This paper discusses the design and testing of 10 ¾-in. and 7 5/8-in. casing directional drilling equipment and procedures that ConocoPhillips plans to use on a mature North Sea asset. ConocoPhillips has worked with Tesco Corp. and Schlumberger in assembling the tools necessary to complete this task. These include: downhole casing drilling tools, underreamers, positive displacement motors, MWD tools, rotary steerable systems (RSS), and high capacity winches for this work. Testing this equipment in commercial North Sea operations is prohibitively expensive. Therefore, tests were conducted at a drilling test facility near Cameron, Texas, where operations were conducted over a wide range of rotating speed, weight and flow conditions as well as inclinations from vertical to horizontal. High frequency surface and downhole drilling mechanics measurements assisted in diagnosing problems and improving the systems. The project serves as a blueprint for managing technical developments among multiple operators and service companies.


ConocoPhillip's successful application of casing drilling in the Lobo trend in South Texas is well documented in terms of preventing lost circulation, eliminating stuck pipe and ultimately improving efficiency.1,2 In addition to over 120 straight wells drilled to date in South Texas, two wells were drilled in 2004 which combined a rotary steerable and casing drilling system to demonstrate that directional casing drilling was possible. These were not exhaustive tests but they proved that casing drilling directional wells with a rotary steerable system was a viable option. However that still did not answer a key question: ‘Can the straight hole benefits realized in the Lobo Field be transferred to directional drilling in an offshore working environment?’
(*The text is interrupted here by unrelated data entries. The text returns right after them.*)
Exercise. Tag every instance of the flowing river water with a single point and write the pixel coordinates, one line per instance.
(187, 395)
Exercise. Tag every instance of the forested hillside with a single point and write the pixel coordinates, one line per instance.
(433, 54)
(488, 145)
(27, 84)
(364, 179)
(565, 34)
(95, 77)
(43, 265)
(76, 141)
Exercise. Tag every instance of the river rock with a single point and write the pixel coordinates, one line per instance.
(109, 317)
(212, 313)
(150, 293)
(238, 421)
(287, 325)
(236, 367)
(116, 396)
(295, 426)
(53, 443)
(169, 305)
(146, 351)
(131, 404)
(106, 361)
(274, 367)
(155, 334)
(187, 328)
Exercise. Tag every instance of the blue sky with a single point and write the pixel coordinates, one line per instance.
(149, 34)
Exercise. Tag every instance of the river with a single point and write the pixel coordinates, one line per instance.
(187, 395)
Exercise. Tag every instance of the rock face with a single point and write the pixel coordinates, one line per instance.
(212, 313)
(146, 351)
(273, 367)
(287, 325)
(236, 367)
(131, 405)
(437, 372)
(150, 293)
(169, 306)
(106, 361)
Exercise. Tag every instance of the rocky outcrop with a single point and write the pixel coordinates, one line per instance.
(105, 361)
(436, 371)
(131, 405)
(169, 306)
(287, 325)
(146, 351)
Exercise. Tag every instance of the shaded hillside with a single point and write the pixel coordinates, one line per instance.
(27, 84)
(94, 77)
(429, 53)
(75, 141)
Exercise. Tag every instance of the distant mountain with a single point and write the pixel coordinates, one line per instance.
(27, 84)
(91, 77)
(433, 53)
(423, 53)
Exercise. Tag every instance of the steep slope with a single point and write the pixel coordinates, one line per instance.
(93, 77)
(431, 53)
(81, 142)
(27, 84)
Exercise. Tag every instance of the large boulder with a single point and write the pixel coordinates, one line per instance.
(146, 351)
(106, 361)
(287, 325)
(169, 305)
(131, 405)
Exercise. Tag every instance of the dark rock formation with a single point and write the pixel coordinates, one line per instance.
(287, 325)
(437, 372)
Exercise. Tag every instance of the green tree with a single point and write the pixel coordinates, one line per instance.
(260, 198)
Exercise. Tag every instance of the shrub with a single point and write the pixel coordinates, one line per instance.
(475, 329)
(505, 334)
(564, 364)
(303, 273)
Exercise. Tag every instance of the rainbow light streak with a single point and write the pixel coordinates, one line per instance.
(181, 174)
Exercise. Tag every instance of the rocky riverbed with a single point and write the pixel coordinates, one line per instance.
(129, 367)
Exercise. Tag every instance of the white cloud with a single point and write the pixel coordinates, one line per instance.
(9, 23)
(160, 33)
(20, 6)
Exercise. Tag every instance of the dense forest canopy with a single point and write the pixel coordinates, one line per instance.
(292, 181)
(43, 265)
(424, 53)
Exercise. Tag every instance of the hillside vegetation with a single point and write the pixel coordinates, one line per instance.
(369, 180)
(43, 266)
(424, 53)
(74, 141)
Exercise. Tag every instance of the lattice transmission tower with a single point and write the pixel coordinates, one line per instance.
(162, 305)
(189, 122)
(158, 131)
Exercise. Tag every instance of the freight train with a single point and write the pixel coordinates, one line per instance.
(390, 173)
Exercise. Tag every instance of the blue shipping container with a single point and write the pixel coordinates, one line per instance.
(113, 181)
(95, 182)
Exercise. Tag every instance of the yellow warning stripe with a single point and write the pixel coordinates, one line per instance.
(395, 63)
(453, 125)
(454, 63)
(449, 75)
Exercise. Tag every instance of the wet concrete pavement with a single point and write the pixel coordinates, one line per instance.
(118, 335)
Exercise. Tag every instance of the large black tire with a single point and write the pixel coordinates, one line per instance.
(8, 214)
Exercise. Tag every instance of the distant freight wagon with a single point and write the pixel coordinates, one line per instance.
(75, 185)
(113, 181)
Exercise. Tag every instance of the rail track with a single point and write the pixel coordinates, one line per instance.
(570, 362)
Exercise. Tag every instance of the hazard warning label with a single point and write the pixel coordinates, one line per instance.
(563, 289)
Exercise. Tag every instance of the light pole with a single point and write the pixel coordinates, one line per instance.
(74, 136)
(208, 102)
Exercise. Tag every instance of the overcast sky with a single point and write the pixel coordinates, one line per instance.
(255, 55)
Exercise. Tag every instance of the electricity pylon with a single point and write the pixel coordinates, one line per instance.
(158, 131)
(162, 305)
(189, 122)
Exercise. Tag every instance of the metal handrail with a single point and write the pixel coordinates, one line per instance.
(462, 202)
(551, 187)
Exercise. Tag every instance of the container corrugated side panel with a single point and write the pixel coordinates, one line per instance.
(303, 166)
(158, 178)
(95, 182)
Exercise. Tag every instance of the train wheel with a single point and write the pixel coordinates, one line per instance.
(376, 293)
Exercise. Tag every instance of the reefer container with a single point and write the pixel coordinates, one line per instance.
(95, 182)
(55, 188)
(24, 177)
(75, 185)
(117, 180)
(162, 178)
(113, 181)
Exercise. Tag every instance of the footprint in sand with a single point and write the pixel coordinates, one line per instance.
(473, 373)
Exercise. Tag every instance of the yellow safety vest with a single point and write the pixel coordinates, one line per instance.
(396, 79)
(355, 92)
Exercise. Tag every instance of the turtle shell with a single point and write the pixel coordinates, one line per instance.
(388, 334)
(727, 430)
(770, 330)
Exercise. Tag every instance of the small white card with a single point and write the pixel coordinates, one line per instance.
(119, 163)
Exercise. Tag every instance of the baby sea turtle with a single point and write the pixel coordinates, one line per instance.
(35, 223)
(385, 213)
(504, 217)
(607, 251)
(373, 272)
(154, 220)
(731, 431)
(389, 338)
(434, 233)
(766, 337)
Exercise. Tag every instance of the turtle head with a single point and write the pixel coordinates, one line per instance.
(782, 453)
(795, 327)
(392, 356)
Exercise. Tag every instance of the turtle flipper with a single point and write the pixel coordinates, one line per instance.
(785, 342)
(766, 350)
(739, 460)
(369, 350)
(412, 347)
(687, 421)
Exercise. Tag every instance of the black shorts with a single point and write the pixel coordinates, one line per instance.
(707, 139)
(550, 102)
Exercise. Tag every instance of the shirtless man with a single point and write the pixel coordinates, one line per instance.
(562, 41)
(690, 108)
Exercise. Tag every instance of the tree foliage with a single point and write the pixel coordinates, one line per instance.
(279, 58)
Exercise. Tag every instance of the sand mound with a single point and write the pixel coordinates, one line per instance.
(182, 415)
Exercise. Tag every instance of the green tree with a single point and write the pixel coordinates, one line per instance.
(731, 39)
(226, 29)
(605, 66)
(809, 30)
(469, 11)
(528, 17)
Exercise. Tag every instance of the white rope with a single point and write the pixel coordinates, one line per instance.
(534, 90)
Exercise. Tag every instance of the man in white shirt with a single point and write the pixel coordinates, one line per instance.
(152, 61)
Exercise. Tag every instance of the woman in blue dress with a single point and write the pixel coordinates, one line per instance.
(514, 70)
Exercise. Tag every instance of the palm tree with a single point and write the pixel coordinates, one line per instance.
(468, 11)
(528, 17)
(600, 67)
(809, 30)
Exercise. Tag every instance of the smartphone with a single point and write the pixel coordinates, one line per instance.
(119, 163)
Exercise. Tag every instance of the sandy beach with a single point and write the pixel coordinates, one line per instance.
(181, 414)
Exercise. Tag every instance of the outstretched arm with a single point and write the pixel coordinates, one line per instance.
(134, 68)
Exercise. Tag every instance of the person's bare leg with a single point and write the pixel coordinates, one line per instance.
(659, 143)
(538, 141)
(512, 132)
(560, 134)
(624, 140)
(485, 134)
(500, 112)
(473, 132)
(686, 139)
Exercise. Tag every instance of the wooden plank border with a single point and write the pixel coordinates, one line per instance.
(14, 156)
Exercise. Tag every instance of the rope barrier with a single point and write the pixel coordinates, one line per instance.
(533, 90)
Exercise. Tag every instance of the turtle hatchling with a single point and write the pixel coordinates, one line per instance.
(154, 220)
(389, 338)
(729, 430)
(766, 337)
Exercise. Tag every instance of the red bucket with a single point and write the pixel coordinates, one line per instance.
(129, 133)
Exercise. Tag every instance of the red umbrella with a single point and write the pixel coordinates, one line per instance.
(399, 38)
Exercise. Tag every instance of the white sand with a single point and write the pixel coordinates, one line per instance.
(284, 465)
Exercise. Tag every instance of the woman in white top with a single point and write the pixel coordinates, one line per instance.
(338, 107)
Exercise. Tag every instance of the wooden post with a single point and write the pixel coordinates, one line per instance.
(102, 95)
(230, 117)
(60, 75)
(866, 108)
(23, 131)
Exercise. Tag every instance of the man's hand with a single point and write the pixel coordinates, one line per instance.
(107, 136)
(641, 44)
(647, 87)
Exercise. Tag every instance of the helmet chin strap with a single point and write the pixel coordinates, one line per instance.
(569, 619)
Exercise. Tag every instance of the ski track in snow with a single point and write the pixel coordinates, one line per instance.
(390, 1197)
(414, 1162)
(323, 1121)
This question can only be answered after the tools and procedures to drill complex directional wells are made available and used in offshore applications. However, in order to make offshore directional casing drilling a reality, significant technical challenges need to be overcome. Challenges beyond just the technical aspects must also be addressed before adopting this new drilling technology into a producing asset. Implementing the technology may require rig/platform equipment modifications that impact production. Consideration must be given to the possibility that the initial wells may take longer to drill as the learning curve develops.

To reduce the risk associated with implementation, tests were conducted in a wellbore profile similar in complexity (hole angle, build rate, depth) to a well to be drilled off of the Eldfisk B platform offshore Norway with 10 ¾-in. and 7 ¾-in. casing. The equipment used for the field trial included the same surface equipment required to modify or adapt the rig in Norway. This was done to mirror the activity that would be involved on the platform necessary to execute the project. Safety and training were also an integral part of the project.

An initiative was started in February, 2005, to prepare for directional casing drilling at Eldfisk. Schlumberger and Tesco partnered with ConocoPhillips on this challenge in order to prove up the suggested solution by executing two field tests that mirrored the wells to be drilled offshore.